Local, Near & Far Memory part 1 - Large Power7 boxes more local memory
nagger 100000MRSJ Comment (1) Visits (18018)
On Power6 the largest machine was the Power 595 with 64 Physical CPUs (cores) across eight CPU books in the machine - each CPU book having 4 Power6 chips and so 8 CPUs (Power6 is a dual CPU chip design). However, with Power7 that has stepped up to 256 CPUs across the same eight CPU books with four chips but with 8 CPUs each so that is 32 CPUs per book.
On the Power6 595, a 32 way virtual machine (LPAR) would require the use of 4 CPU books so you are having to use the CPU book to CPU book access to memory a lot of the time.However, on the Power7 795, all 32 CPUs can be in a single CPU book - thus the memory is closer and a bit faster. And that is not including the fact that Power7 memory is faster as well.

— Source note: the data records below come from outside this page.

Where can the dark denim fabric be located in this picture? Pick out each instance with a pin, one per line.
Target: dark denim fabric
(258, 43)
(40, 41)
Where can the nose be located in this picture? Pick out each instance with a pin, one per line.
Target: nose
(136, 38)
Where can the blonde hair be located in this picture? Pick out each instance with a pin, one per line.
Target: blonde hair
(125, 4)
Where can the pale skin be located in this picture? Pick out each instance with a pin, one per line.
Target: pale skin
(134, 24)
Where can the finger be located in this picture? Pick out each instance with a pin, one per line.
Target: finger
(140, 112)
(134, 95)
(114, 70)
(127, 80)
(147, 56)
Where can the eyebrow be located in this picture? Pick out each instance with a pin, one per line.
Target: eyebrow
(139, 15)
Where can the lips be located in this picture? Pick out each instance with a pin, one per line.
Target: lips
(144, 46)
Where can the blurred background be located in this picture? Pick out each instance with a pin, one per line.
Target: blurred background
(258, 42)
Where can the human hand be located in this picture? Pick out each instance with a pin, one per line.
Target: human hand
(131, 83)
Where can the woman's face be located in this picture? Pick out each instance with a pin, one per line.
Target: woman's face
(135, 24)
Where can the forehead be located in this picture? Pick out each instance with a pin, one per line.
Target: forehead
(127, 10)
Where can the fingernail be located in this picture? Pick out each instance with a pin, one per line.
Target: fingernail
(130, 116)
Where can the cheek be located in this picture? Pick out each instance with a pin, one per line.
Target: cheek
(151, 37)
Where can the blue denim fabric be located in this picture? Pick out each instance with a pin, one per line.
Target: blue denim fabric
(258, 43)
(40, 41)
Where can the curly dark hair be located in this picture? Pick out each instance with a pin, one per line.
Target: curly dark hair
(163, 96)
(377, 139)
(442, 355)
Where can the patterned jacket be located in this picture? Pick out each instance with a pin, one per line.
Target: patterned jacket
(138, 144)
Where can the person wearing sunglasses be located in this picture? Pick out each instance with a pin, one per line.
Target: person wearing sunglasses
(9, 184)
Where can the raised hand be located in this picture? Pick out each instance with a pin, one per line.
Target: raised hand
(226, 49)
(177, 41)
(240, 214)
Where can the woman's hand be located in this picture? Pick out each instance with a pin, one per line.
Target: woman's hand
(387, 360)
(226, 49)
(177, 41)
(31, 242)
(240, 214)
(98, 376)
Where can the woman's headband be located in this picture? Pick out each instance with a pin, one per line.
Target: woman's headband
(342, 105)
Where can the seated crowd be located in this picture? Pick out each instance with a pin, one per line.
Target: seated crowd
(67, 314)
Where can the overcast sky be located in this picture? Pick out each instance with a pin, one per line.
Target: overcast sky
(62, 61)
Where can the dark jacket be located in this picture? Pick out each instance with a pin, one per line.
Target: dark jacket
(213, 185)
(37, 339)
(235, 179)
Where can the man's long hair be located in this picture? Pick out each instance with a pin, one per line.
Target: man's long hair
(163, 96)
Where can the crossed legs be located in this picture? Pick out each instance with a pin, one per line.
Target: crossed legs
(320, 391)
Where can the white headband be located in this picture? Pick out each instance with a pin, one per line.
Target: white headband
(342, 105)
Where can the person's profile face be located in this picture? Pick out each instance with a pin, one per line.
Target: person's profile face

This introduces the different distances to memory. Before I go further I have better state this distance is not massive. We are not talking "the good, the bad and the ugly" of memory access here but more like "the good, the excellent and the blisteringly fast" memory access. Each generation has in addition to the CPU performance jump had to add similar jumps in memory performance for it to keep up.
Definitions of memory access:
Note: the above chart was updated 3rd October 2011
The Power 710 to 740 uses either a single Chip (by definition using Local memory) or has two Power7 processor chips using Local and "unknown" memory. See other blog asking for help to work this out.
The Power 750 - it looks if you open the top of the machine like the CPUs are on different mini "CPU books" as this models allows you to insert one to four CPU and memory "cards" but they are in fact joined together by simple and fast copper tracks - hence the large number of connectors. So the memory access is Local or Far.
From the above table you can see it is only the Power 770, Power 780 and Power 795 that make use of the Far memory access across the Intra-node (Central Electronic Complex (CEC)) communications. Assuming the regular 8 CPU (cores) per Power 7 this means the Power 770/780 has is local and near if you virtual machine is up to 16 CPUs and placed in a single CEC and on the Power 795 the memory can be local or near for up to 32 CPUs. Let me remind you that the Far memory is not a issue - it is a designed in to the architecture to be fast and lets these large machine give us excellent performance on super larger virtual machines and Local/Near can give you a speed boost for smaller virtual machines that don't span nodes. Plus the 8 core design of the Power7 processor lets you avoid this even more than in Power6.
So how does this effect me?
Local, Near and Far in benchmark ratings
On Power6 based machines, the rPerf values are based on a cocktail of benchmarks (some public and many internal) for various numbers of CPU up to the whole machine. However, on Power7 it was decided that the number of people that would run 256 CPU single virtual machines was going to be rare - certainly in the early days. So for example on the Power 795 the benchmarks are based on four 64 CPU virtual machines in a single box. The result is that rPerf number is closer to what you should find in practice. It also means in both Power6 and Power7 and for published Industry Benchmarks all types of memory access are involved and performs well.